PRH : Est-ce que l’âgisme dépend aussi de la culture ?

M-E. D. : Oui, beaucoup. Dans certaines sociétés comme les Pays-Bas ou la Norvège, on observe moins d’âgisme, car les valeurs sociales valorisent davantage le fait de vieillir.

Chez nous, en Amérique du Nord ou en Occident, ce n’est pas une culture où l’on valorise le vieillissement. On a plutôt tendance à catégoriser les jeunes ou les plus âgés, à leur attribuer des caractéristiques communes, et à entretenir des stéréotypes. Cette dimension culturelle explique en partie pourquoi l’âgisme est encore si présent.

PRH : Peut-on espérer en finir avec l’âgisme ?
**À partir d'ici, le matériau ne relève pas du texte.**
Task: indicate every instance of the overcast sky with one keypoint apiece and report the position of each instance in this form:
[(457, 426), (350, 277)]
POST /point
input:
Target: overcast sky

M-E. D. : Je ne crois pas. L’âgisme a toujours existé et continuera d’exister, parce qu’il est lié à des stéréotypes profondément ancrés.

Des gestionnaires m’ont déjà demandé : « À quel moment c’est terminé, l’inclusion ? » Ma réponse est simple : jamais. C’est un travail quotidien, constant. »

On ne peut pas éradiquer totalement les biais, parce qu’ils sont en grande partie inconscients. Mais on peut les réduire, les nommer et surtout mettre en place des pratiques qui limitent leurs effets. L’important, c’est d’accepter que l’inclusion est un processus en mouvement, qui demande un effort continu.